When people ask if kids should read a given title, she asks what the children like to read, what they last read, and tries inquiries like, “Are you OK with sex? Are you OK with violence?” or whatever’s in the books at hand.

Adult themes aren’t the only reasons for limits, she noted. Even books like Madeleine L’Engle’s classic A Wrinkle In Time have nuances and storylines that teenagers appreciate more than youngsters who want to read their older siblings’ favorites.

“At 7, do you have all the information to pull it together? The knowledge of science, the knowledge that there is evil in the world?” says Kirkpatrick. The book can be read without that understanding, but it sells it short.

“Unfortunately, a lot of kids don’t read classics a second time.”

Sometimes, she says, it helps kids when someone besides parents suggest “You’ll like this much more in two years.”

Even better than “not yet,” she tries to suggest “you might like this one instead.”

Instead of The Hunger Games, she might tell a not-quite-ready reader, how about the Gregor the Overlander series by the same author? Those books are also dark and epic, with equally engrossing characters, but “nobody dies.”

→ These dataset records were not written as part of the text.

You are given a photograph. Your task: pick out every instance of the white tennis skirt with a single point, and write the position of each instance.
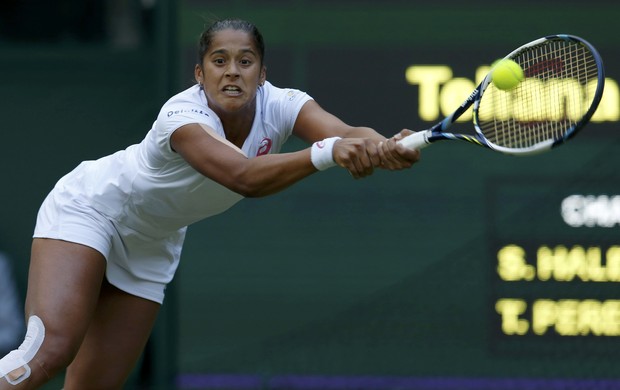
(136, 263)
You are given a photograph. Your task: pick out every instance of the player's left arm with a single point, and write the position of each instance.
(360, 146)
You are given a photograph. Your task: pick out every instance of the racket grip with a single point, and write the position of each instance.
(417, 140)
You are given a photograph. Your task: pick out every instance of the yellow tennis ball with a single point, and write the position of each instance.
(506, 74)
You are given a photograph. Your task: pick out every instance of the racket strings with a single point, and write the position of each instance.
(558, 90)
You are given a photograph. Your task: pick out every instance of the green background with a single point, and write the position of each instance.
(389, 276)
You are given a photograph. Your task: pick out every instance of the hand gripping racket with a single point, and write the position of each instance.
(563, 85)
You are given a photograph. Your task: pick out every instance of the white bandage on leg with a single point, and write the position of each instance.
(14, 366)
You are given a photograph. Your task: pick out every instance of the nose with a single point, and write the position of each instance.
(232, 70)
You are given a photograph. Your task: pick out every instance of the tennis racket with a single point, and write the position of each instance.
(562, 87)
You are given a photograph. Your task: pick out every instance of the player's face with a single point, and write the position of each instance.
(231, 72)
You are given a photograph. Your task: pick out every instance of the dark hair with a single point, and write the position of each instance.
(234, 24)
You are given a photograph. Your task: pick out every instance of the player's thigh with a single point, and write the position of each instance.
(63, 289)
(114, 342)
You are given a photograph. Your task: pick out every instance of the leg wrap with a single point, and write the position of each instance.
(14, 366)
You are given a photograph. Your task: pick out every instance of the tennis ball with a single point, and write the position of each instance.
(506, 74)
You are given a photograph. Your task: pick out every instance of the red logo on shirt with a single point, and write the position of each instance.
(264, 147)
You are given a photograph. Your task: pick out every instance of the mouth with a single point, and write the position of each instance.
(232, 90)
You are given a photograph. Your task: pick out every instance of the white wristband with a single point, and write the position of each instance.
(321, 153)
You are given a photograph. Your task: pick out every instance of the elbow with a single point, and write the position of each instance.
(248, 188)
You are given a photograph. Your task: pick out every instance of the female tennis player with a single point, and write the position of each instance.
(108, 237)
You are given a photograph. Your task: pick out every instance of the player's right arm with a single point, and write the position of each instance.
(224, 163)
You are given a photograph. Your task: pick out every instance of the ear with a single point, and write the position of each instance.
(198, 75)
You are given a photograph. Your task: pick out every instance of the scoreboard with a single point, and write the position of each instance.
(557, 253)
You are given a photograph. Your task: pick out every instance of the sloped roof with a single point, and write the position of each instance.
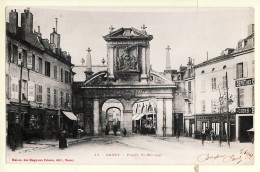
(128, 33)
(80, 75)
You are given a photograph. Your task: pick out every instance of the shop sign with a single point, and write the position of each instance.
(31, 91)
(51, 112)
(244, 82)
(29, 60)
(245, 110)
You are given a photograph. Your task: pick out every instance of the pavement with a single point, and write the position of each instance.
(133, 149)
(46, 144)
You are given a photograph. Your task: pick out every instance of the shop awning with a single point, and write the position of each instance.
(70, 115)
(139, 117)
(134, 116)
(251, 130)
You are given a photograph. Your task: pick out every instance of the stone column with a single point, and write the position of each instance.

If I’d had that advice, I would have steered my teen toward Windhaven, a more young-reader-friendly book Martin co-wrote long ago with fantasy writer Lisa Tuttle. Instead, when my son started 10th grade this year, I said he could finally go ahead with A Game of Thrones if he was still interested. He read volumes one and two, then put them down.

I asked how he felt about being asked to wait. He thinks he could have handled them just fine in middle school.

“Sixth grade?”

“No, not sixth grade.”

“Seventh grade?”

“Well, maybe not.”

“Eighth grade?”


I’m just as glad we waited to find out.

Looking for resources and recommendations?

Common Sense Media ( is a great resource for books and more.

Booksellers like Kirkpatrick are glad to make individual recommendations. (As I left that day, she was leading a seventh-grader and her family toward the William Ritter Jackaby series, reviewed as a cross between Sherlock Holmes and Buffy the Vampire Slayer, her preferred choice over the Twilight romances.

Seattle Public Library has reading lists based on age and interests and will make individual recommendations through a program it calls Your Next Five Books.

Seattle parent Rebekah Denn remembers her father frowning over “A Game of Thrones” author George R.R. Martin’s The Armageddon Rag when she was a teenager, and asking if she wasn’t a little young for it.

Note: This story has been corrected (June 6, 2018). It previously said, incorrectly, that Rene Kirkpatrick had owned All For Kids Books & Music in the U District. In fact, she managed that store.